Trajectoire: Marcel Canuel, restrictions archivistiques et confidentialité (6/100)
Mercredi, 1er novembre 1995
Marcel Canuel, 44 ans, était secrétaire-adjoint
au Commissaire à la déontologie policière du Québec à Ste-Foy, anciennement la
Commission de police du Québec.
-
Est-ce que, dans le cadre de vos fonctions, vous avez accès à des
dossiers?, lui demanda Me Pierre Gagnon, l’avocat des requérants.
-
Oui. Pour le Commissaire.
-
Vous avez accès aux dossiers de la Commission de police?
-
Aussi, oui.
Me Pierre Gagnon fit reconnaître au témoin une lettre de deux
pages qu’il avait adressé à Jacques Dupont, l’un des requérants, et laquelle
portait la date du 19 janvier 1993. L’avocat de la famille lui demanda de
raconter les démarches ayant précédées la création de cette lettre.
-
Je me suis rendu aux Archives nationales[1], suite aux
demandes du Commissaire, Maître Fernand Côté, à l’époque, qui avait reçu une
demande de monsieur Dupont. Alors, je me suis rendu aux Archives nationales
dans un fonds d’archives qui sont classées historiques, qui appartiennent
maintenant au Commissaire à la déontologie policière, qui étaient des documents
de la Commission de police. Seul le Commissaire y a accès. Puis on m’a donné
une autorisation écrite me permettant d’aller faire de la recherche pour le
Commissaire et j’ai vérifié les procès-verbaux. J’ai vérifié les renseignements
que le Commissaire m’avait demandé de vérifier.
-
Donc, cet examen-là vous permet d’affirmer que le témoin numéro
42, monsieur Louis-Georges Dupont, a témoigné une seule fois dans la soirée du
17 septembre 1969, entre 20h45 et 22h20?
-
Oui, Maître Gagnon. Et, suite à la rencontre que j’ai eue avec
vous la semaine dernière, je suis retourné lundi de cette semaine aux Archives
nationales, toujours avec l’autorisation du Commissaire, Maître Denis Racicot,
pour m’assurer que ces informations étaient exactes.
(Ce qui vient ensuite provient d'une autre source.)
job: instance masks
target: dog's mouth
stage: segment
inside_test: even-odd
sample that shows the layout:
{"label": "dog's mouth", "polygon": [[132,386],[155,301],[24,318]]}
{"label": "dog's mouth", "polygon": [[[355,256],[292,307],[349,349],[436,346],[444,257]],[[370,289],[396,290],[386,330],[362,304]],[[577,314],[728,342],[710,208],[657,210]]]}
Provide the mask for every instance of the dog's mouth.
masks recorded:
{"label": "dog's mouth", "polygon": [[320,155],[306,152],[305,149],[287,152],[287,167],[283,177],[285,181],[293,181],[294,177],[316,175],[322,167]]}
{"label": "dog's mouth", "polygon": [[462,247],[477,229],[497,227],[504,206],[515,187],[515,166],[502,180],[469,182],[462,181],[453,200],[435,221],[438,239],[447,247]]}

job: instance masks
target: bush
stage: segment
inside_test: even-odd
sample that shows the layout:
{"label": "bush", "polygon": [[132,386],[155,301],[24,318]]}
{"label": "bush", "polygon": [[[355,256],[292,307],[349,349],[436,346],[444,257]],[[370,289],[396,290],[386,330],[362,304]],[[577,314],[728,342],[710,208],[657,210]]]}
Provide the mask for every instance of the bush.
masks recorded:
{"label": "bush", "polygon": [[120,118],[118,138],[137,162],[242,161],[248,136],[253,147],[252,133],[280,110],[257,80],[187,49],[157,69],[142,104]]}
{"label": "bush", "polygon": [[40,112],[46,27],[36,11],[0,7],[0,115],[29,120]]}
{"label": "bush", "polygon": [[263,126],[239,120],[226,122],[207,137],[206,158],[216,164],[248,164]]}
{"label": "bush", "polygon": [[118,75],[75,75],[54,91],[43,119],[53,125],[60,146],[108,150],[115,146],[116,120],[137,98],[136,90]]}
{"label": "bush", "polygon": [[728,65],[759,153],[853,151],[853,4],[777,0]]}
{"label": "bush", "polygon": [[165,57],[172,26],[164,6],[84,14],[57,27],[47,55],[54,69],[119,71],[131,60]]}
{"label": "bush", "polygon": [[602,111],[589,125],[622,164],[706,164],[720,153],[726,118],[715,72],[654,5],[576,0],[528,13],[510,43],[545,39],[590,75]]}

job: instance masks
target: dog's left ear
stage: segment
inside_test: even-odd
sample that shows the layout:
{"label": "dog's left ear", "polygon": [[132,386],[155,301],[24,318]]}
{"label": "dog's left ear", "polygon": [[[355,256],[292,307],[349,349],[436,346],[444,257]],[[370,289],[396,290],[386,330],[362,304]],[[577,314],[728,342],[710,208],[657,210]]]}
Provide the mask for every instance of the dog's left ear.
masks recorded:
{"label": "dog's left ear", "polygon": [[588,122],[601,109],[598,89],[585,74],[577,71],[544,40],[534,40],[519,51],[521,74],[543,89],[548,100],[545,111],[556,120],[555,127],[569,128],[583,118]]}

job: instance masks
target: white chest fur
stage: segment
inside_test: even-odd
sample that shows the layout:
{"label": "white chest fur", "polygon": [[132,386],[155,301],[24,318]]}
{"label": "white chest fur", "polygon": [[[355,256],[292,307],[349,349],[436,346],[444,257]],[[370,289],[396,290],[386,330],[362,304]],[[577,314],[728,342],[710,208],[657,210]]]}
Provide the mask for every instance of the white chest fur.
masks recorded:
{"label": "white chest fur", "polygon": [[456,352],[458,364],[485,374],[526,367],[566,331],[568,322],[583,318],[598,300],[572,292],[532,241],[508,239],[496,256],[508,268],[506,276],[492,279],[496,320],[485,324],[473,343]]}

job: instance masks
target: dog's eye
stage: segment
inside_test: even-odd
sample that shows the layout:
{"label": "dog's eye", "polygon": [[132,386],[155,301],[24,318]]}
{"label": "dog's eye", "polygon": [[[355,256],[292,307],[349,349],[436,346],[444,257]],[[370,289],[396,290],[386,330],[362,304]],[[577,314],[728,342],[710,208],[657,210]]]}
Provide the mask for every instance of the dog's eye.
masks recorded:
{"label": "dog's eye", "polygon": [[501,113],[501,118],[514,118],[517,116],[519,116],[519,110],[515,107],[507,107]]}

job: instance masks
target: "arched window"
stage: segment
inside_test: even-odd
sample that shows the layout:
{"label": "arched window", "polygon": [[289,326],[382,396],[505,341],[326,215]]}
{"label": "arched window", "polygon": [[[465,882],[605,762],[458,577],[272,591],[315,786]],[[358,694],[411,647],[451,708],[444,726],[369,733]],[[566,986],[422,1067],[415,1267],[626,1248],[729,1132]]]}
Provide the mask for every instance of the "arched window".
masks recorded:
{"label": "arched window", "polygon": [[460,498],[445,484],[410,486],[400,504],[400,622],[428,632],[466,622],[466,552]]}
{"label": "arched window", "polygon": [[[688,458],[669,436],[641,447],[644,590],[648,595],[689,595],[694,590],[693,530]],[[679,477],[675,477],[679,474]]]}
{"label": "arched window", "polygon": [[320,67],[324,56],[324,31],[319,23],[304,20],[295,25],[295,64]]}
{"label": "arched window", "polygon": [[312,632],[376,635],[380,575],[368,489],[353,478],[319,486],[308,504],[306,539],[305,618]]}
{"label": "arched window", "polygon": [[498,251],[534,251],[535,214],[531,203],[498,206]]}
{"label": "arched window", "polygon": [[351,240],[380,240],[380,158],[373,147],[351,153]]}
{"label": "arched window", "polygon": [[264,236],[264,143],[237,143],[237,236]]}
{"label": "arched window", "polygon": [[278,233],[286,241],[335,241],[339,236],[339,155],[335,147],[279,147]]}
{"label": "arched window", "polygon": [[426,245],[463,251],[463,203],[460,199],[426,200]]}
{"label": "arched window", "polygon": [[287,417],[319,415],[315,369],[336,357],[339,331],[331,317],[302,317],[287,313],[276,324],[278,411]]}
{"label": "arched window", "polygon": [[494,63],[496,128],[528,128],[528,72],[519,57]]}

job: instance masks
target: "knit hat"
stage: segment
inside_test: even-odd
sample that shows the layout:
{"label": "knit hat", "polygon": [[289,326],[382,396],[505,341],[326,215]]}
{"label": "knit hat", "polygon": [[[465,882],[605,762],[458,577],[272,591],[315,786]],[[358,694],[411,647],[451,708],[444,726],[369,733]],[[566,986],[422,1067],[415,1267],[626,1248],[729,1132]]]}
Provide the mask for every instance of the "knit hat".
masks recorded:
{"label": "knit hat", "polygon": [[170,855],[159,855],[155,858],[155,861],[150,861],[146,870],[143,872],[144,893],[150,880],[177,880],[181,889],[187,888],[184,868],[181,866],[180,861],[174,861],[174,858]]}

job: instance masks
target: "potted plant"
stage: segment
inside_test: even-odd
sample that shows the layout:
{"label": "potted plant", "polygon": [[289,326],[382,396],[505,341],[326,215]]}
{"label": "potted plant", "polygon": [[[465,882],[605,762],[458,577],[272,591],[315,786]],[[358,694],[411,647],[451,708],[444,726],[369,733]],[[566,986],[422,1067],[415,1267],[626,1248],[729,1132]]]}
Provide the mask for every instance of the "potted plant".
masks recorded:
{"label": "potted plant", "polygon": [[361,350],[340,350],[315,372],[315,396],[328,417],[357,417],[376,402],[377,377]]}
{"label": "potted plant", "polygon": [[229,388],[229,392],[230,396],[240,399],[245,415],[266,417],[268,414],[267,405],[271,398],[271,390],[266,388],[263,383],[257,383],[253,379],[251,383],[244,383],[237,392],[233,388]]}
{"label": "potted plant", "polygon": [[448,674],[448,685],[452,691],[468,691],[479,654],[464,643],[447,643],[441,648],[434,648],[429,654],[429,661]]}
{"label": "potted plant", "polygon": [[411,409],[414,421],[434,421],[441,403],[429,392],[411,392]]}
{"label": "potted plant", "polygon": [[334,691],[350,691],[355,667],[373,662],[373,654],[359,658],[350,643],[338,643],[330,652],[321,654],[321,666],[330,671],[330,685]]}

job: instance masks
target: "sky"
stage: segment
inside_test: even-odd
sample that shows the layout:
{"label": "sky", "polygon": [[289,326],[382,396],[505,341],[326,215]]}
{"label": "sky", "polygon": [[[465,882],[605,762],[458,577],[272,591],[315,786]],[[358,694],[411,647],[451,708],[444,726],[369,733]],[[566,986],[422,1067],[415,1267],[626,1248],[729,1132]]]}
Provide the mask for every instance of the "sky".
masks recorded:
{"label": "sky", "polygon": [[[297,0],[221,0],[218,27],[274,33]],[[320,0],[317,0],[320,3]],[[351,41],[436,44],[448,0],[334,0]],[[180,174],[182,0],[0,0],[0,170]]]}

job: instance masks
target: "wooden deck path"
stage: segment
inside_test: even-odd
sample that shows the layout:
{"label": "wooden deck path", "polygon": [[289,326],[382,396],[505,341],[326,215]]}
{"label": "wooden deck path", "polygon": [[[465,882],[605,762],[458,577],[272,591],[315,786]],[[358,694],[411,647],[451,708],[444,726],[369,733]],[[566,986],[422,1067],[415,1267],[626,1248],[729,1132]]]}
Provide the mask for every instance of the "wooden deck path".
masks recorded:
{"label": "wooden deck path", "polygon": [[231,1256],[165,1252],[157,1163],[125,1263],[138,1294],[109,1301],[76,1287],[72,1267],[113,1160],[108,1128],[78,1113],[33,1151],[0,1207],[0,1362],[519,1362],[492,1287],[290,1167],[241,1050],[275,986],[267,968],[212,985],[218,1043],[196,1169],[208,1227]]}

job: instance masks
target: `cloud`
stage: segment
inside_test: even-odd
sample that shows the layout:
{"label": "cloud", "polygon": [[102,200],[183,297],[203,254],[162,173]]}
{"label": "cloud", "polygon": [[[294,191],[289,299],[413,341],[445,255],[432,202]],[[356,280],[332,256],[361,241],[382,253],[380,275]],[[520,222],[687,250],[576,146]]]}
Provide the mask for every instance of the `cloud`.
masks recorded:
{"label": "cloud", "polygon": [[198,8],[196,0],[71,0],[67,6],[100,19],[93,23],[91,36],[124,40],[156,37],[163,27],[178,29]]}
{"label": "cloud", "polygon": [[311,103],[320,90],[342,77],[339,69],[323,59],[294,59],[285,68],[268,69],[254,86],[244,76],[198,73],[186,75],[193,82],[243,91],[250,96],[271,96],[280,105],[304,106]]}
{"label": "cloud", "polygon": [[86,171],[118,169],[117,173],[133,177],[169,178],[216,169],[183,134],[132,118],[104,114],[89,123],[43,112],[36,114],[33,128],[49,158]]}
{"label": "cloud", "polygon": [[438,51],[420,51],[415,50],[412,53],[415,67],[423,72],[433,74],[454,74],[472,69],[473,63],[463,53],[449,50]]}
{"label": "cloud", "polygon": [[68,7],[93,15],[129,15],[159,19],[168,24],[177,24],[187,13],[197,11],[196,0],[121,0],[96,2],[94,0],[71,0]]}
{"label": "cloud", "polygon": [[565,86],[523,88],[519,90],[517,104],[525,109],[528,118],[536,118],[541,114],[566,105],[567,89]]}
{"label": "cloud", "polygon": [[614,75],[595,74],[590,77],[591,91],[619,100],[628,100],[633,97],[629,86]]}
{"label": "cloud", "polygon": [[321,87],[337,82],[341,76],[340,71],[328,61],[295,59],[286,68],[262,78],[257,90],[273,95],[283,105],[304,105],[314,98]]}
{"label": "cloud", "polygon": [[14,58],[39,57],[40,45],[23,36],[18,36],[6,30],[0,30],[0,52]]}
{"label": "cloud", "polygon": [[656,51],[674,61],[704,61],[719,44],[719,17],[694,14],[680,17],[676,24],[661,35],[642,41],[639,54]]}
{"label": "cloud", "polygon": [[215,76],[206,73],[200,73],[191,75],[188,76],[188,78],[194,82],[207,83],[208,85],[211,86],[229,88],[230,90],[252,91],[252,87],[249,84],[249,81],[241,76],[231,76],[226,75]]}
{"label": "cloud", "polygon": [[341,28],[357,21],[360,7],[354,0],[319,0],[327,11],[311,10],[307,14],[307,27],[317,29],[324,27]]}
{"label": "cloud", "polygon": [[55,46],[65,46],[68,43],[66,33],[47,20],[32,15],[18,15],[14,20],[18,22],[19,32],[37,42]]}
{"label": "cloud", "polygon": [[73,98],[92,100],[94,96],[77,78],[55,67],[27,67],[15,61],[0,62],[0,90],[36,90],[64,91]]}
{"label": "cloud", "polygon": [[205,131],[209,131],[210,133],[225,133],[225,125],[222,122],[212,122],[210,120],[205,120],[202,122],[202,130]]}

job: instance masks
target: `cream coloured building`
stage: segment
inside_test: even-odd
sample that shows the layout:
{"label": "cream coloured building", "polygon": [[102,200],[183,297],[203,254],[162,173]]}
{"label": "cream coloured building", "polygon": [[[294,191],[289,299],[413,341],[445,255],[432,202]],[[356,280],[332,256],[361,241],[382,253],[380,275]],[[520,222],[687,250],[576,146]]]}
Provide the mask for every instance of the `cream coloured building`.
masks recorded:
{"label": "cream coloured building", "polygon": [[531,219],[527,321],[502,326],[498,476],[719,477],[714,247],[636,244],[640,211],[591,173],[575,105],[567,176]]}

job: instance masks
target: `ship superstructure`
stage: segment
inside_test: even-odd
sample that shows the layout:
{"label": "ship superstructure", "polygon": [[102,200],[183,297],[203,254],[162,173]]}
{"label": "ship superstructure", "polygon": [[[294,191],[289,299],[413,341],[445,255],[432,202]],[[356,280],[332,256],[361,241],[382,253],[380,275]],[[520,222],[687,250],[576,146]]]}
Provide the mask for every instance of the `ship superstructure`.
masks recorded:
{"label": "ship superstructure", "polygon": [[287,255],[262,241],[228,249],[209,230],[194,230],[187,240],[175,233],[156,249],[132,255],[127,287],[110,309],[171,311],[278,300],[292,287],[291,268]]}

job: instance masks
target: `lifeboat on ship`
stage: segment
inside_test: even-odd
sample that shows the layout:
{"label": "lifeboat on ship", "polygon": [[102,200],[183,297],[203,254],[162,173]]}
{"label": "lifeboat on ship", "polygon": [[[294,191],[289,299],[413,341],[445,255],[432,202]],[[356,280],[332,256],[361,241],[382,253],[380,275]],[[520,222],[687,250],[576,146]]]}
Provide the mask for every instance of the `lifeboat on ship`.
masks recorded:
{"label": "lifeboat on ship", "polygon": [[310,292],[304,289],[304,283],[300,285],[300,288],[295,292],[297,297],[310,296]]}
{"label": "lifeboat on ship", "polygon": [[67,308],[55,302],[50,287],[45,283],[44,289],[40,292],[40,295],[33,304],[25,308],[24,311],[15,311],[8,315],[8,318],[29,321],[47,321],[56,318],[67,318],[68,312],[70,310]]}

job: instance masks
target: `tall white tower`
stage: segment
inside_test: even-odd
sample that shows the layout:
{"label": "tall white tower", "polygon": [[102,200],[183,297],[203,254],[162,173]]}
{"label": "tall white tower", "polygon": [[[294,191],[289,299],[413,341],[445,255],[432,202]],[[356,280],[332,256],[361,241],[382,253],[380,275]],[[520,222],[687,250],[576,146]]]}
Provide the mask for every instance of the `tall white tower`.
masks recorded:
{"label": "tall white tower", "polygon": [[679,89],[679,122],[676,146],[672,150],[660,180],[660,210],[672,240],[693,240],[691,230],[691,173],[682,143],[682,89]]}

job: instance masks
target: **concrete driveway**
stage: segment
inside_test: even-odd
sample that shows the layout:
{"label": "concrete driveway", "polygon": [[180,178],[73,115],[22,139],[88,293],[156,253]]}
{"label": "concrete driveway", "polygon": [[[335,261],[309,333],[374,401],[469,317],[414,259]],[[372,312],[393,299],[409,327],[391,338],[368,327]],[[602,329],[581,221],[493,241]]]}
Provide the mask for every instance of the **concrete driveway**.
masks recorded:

Selon le procès-verbal de la CPQ, il n’a pas été le seul à
comparaître entre 20h45 et 22h20. La commission a également entendu les
détectives Fernand Gendron, Jean-Marie Hubert, Clément Massicotte, ainsi que le
capitaine-détective Georges Gagnon. Ainsi, un calcul rapide permet de constater
que durant cette période de temps, qui s’échelonne sur une durée de 1h35, cinq
hommes de la section de la Sûreté (les enquêtes criminelles) ont témoigné devant
la Commission de police. On se retrouve donc avec une moyenne de 19 minutes de
comparution pour chacun d’entre eux.
-
Maintenant, reprit Me Pierre Gagnon, est-ce qu’il aurait pu
témoigner à une autre occasion? Est-ce que vous avez constaté ça?
-
J’ai vérifié, formellement, il n’y a pas eu d’autres témoignages
de monsieur Dupont, que cette date que j’ai mentionnée.
-
Maintenant, dans ce document-là, vous mentionnez également
l’absence de notes sténographiques?
-
Dans le dossier qui est aux archives, effectivement, il n’y a pas
de notes sténographiques.
-
Alors, je comprends que vous avez consulté ce dossier-là de la
Commission de police, là, P-6933?
-
Le dossier n’existe plus, Maître Gagnon. Il a été détruit,
probablement selon les directives de la Commission de police au travers des
années. Il y a eu plusieurs dossiers de détruits. Ce qui existe, actuellement
aux Archives nationales, qui a été conservé comme document historique, dans ce
dossier-là, et qui fait partie du fonds confidentiel, ce sont les exhibits et
les procès-verbaux de l’audition.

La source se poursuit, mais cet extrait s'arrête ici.